The Grammarian role is great for practicing and developing your listening and feedback skills.

The role has three duties, which are:

  1. To report on interesting, unusual or effective uses of speech and also on any grammatical errors or ‘inappropriate’ uses such as bad language
  2. To set a ‘word of the day’ and report on its use – ideally a word that is not in everyday use, but avoiding the obscure or unpronounceable
  3. To report on hesitations (Ums and Ahs) where they distract from the speaker’s message


Before the Meeting

  • Choose a ‘word of the day’ and produce 4 or 5 posters with the word displayed sufficiently large to the legible to those attending the meeting

  • Bring these with you together with blu-tack or sticky tape to attach them to the walls, windows or furniture in the room (generally the better the word is displayed, the more it will be used which adds some fun & interest to the meeting in general)

  • It’s a good idea to practice and prepare your introduction so that this is as smooth as possible.

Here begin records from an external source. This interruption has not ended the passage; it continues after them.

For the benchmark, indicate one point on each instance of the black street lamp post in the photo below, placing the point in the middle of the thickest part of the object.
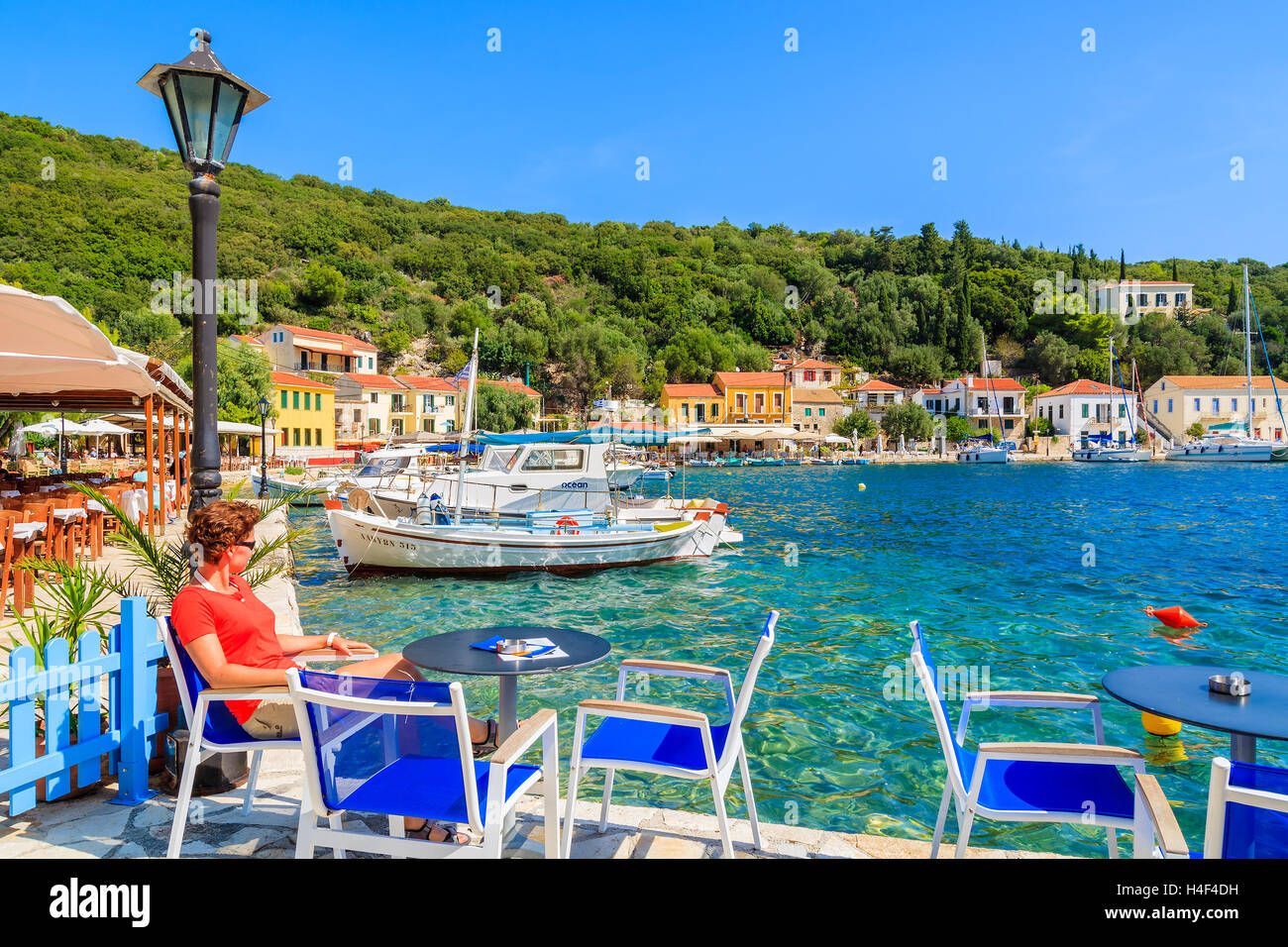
(205, 103)
(263, 447)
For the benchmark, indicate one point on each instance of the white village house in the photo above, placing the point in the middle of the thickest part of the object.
(1089, 407)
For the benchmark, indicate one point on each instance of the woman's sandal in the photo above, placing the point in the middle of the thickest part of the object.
(489, 742)
(449, 834)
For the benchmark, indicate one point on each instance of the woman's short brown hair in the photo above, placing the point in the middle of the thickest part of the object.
(220, 525)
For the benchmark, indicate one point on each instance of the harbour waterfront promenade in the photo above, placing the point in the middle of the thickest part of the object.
(93, 827)
(1028, 577)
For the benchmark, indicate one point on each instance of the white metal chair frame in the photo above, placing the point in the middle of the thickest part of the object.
(719, 772)
(1166, 832)
(201, 748)
(966, 797)
(541, 725)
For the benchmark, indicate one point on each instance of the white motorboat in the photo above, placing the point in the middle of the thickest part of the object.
(1233, 441)
(390, 468)
(559, 541)
(549, 540)
(983, 451)
(1102, 449)
(1220, 446)
(515, 475)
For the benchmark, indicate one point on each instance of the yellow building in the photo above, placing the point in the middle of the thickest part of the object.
(436, 402)
(305, 412)
(692, 405)
(759, 397)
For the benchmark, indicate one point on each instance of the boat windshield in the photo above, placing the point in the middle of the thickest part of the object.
(501, 460)
(380, 467)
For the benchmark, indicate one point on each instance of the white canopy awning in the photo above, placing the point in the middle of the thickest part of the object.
(101, 427)
(137, 423)
(52, 357)
(751, 432)
(55, 427)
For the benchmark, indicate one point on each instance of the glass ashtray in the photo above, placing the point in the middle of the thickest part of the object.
(1233, 684)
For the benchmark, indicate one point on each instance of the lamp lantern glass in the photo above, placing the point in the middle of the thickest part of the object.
(205, 103)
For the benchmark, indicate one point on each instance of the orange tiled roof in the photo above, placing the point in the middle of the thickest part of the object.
(511, 385)
(875, 385)
(815, 395)
(815, 364)
(1223, 381)
(374, 380)
(997, 384)
(429, 384)
(1083, 386)
(1145, 282)
(683, 390)
(754, 379)
(331, 337)
(284, 379)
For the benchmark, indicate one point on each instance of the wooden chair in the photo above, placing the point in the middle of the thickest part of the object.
(51, 539)
(20, 579)
(75, 531)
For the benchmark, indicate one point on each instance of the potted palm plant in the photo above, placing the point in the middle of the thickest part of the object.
(73, 600)
(166, 570)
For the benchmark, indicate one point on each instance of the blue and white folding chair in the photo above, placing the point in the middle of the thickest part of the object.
(670, 741)
(1022, 781)
(402, 749)
(1247, 813)
(213, 728)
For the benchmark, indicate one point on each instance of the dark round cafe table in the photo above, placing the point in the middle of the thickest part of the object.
(1181, 692)
(451, 654)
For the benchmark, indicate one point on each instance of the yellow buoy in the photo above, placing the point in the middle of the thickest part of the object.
(1159, 725)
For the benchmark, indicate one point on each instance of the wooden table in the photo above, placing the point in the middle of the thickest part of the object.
(24, 579)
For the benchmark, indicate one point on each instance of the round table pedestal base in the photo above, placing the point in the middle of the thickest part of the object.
(507, 707)
(1243, 749)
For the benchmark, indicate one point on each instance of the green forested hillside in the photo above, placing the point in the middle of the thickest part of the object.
(585, 304)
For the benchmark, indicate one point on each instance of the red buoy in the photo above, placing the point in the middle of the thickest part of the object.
(1173, 616)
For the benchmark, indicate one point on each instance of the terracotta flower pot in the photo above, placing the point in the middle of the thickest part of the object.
(75, 792)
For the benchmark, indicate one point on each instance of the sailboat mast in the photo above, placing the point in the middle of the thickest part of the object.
(465, 434)
(988, 386)
(1247, 335)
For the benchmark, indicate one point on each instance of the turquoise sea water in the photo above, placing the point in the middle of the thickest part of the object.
(995, 562)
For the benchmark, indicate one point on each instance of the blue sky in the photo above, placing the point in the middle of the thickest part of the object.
(1126, 146)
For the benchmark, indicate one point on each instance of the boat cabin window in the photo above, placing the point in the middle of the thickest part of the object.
(380, 467)
(501, 460)
(554, 459)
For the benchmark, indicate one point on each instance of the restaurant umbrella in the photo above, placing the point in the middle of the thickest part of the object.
(98, 427)
(58, 429)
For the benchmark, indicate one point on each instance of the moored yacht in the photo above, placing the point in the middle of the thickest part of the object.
(1233, 441)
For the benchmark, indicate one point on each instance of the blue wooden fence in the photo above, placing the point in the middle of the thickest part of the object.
(130, 671)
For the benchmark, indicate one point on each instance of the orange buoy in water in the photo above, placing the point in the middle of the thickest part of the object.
(1173, 616)
(1159, 725)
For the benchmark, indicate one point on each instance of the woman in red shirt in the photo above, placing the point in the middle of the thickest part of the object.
(231, 635)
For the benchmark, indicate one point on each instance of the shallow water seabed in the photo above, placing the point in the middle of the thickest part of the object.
(1025, 577)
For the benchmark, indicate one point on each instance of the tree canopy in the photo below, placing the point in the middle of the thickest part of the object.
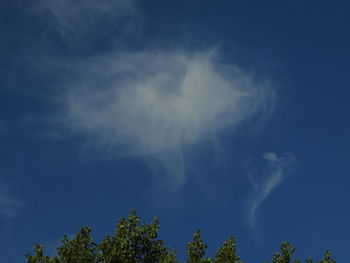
(134, 242)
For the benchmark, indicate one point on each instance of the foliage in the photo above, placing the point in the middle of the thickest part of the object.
(134, 242)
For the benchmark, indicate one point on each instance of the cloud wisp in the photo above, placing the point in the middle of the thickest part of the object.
(72, 19)
(279, 168)
(153, 103)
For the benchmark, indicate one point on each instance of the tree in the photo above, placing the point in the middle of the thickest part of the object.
(134, 242)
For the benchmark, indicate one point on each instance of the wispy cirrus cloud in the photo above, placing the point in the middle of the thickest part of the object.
(74, 19)
(278, 169)
(154, 103)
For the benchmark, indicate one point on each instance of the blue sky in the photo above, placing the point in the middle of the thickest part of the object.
(231, 117)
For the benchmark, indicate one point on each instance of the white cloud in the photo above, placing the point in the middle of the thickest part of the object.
(75, 17)
(154, 103)
(278, 169)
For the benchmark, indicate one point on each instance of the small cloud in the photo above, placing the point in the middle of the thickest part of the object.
(75, 18)
(152, 103)
(279, 167)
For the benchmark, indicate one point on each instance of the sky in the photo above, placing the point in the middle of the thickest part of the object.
(227, 116)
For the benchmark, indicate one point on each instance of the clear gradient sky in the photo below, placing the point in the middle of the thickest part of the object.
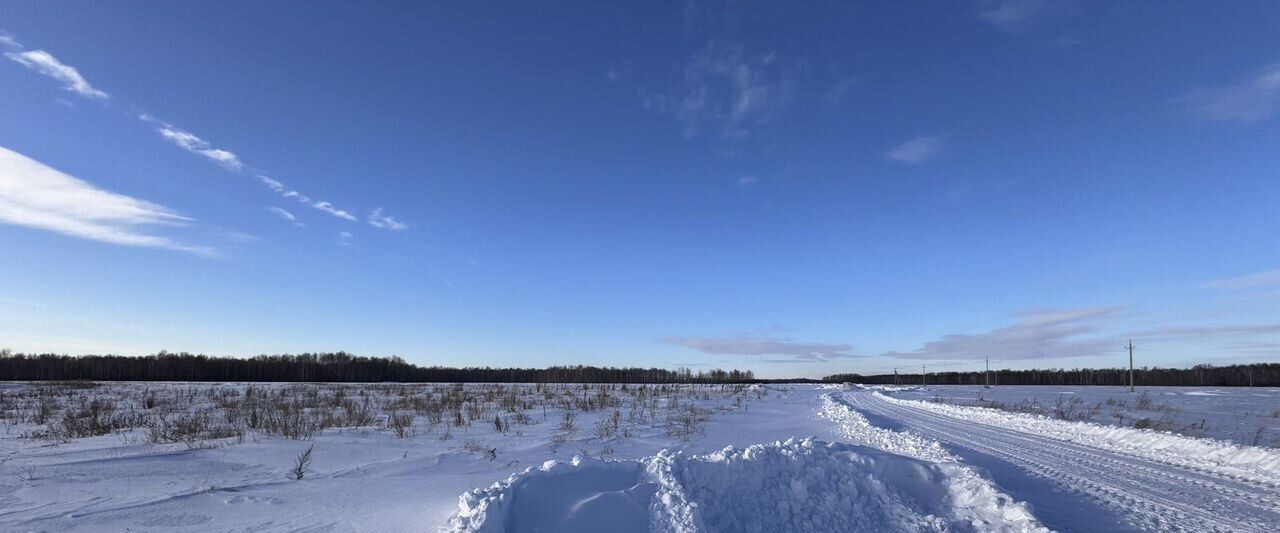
(794, 188)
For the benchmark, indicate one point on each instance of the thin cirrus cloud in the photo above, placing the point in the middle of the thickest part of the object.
(766, 345)
(45, 63)
(328, 208)
(1252, 99)
(1036, 335)
(193, 144)
(1011, 16)
(282, 214)
(1269, 278)
(385, 222)
(40, 196)
(726, 90)
(917, 150)
(1079, 333)
(73, 81)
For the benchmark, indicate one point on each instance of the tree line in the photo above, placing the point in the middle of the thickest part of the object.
(1262, 374)
(325, 367)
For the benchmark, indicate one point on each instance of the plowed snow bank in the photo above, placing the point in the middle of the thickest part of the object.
(792, 486)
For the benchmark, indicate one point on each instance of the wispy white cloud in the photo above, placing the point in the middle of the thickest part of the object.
(1256, 98)
(39, 196)
(1037, 335)
(328, 208)
(917, 150)
(45, 63)
(385, 222)
(766, 344)
(191, 142)
(1080, 332)
(1011, 16)
(1269, 278)
(726, 90)
(282, 213)
(23, 303)
(272, 183)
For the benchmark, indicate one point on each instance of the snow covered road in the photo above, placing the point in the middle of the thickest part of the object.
(1086, 484)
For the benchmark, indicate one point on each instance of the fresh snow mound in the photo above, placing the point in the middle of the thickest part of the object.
(794, 486)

Practice will significantly help you control any nerves.

At the Meeting

  • Try to arrive at least 15 minutes before the meeting start time so that you can get ready and display your word of the day posters effectively.  It’s a good idea to check that you can read them from all seats in the room.

  • After the Timekeeper has been introduced, the Toastmaster will return to the stage and introduce you.

  • Come up to the stage, shake hands with the Toastmaster and greet the audience by saying “Mr/Madam Toastmaster, fellow Toastmasters and most welcome guests…..

  • After your introduction by the Toastmaster, explain the role of the Grammarian and announce the word of the day, giving its meaning and a brief explanation/examples of its use.

  • Listen carefully to all the speakers and report your findings when called upon by the Toastmaster towards the end of the meeting.

  • Listen carefully to all the speakers use of language and grammar and Um’s and Ah’s and include this in your report at the end of the meeting.


  • Although Grammarian is often seen as a minor role, it is a serious speaking opportunity which can make an important contribution to the meeting.  Done well, it really adds to the overall enjoyment of the meeting.
  • Please avoid the trap of giving a further speech or table topic evaluation, the role is to report on language and grammar so stick to this! 
  • Finally, if you have not completed your Competent Leadership Award and still need this role signed-up you should: (A) give your Competent Leadership manual to another member before the meeting starts with the required role identified and ask her/him to complete the required section; and (B) ensure you cover all of the objectives of the selected Competent Leadership project during your performance of the role.